When I joined the company in 2009, we weren’t maximizing the businesses we’d acquired. We took a broader look at some of the industries and expanded accordingly. For example, we’d been focused more on synthetic colors than natural colors, but the market was making a fundamental shift toward natural colors with labels that look less scary, so we drove the business in that direction.
In regard to our inks business, we placed a strong emphasis on desktop inks, but clearly that market had changed; most inks you buy in stores had become standardized and there was little room for innovation. The market was strongly oriented toward the best cost when that’s not really a situation you want to be in. So we asked, what is the underlying chemistry of desktop inks, and how can we use that in other parts of the ink world? We made a concerted effort to expand into industrial inks and those that are water-based versus solvent-based, so they’re more environmentally friendly.
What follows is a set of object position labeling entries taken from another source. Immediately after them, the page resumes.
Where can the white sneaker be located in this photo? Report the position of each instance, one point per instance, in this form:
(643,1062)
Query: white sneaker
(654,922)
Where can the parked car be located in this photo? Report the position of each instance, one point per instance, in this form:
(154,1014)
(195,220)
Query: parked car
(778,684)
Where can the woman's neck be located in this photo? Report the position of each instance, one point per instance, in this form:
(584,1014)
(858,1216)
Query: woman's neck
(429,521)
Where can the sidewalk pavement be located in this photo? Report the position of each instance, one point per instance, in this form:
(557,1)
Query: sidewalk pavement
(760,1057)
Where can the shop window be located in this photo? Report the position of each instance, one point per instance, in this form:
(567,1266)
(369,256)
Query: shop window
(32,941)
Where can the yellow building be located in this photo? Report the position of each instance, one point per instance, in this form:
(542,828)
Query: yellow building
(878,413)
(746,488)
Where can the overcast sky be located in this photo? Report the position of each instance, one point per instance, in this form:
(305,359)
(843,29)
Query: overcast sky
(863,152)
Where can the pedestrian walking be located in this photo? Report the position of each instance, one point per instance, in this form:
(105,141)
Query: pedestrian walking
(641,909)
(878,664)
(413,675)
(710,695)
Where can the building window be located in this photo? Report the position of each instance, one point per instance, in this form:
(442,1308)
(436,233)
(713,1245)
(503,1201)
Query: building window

I’ve made mistakes over the years. There have been times I’ve gone down the wrong path and had to step back and reassess that. But the importance of good leadership is recognizing the mistakes quickly, coming up with a new way of doing it, and moving forward. We have a real bias toward action, as long as we’re not risking customers, employee safety, or product quality. Sometimes getting it done sooner is better than getting it done perfectly. You’re better off moving forward and making mistakes. You learn a lot from them, provided the organization adapts quickly.
You have to solve problems at all levels of the organization. A lot of companies call that empowerment. We call it fixing problems. Any of the accomplishments I can speak to involve the support of hundreds of people.